CBCT Scan or Maxillofacial CT Scan —Maxillofacial CT scans, and more recently CBCT scans, have been incorporated into the planning stages of various sleep surgeries, including GA. This is a proven technology that has been used for years and has been shown to have a high degree of accuracy. CBCT scans are advantageous in that they provide useful data regarding the volumetric aspects of the airway. The technology also facilitates the ability to make precise measurements to aid in planning osteotomies, avoiding critical structures such as the mental foramina, and to locate crucial aspects of the patient’s anatomy, such as the genial tubercles in this case. In addition, surgical models of the patient’s anatomy can be printed and studied along with the fabrication of surgical stents and guides to assist with various osteotomies to be certain that critical structures are included or avoided and that the specific surgical goal that was planned is accomplished. Postoperatively, the patient can be scanned again, and volumetric data can be generated about the increase in airway size and capacity.

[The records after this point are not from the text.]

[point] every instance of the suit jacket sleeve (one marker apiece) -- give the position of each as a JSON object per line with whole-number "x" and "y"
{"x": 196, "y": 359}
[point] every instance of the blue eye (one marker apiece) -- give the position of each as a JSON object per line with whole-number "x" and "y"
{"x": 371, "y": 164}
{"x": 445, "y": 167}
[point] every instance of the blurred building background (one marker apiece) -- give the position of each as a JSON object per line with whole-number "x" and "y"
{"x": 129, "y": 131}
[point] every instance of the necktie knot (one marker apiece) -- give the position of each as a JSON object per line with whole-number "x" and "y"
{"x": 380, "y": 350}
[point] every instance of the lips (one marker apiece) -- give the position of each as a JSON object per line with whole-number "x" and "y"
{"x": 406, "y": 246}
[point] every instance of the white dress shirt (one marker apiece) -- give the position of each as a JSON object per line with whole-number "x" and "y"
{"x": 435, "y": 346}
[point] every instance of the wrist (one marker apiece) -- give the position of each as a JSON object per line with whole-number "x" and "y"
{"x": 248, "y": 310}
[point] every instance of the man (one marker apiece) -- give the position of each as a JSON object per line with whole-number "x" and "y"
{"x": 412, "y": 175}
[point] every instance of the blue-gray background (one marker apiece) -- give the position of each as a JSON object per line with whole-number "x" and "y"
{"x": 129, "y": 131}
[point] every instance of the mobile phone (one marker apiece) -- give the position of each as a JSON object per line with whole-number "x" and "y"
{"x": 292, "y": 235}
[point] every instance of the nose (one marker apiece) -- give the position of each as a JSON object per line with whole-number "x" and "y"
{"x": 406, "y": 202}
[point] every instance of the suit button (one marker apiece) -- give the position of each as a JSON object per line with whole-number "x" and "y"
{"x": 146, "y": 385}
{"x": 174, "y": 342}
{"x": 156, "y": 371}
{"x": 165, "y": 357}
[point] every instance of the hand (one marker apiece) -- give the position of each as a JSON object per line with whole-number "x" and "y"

Mild-moderate OSA with failure or inadequate adherence with medical therapy:
Retrolingual or hypopharyngeal location of collapse
Fujita type 2 or 3
Microgenia or mandibular hypoplasia. GA for these patients may have both airway and aesthetic benefits.
Significant medical comorbidities prohibiting operative intervention
Severe obesity likely to decrease GA effectiveness and increase perioperative risk
Airway obstruction localized to Fujita Level 1
Severe OSA
Severe periodontal disease
Patients concerned about transient or permanent V3 paresthesia
Discontinue any antiplatelet and anticoagulant medications if possible.
Oxymetazoline nasal spray prior to the induction of nasal endotracheal anesthesia.
Consider perioperative course of high-dose steroids to minimize postsurgical edema of the floor of the mouth, tongue, and airway.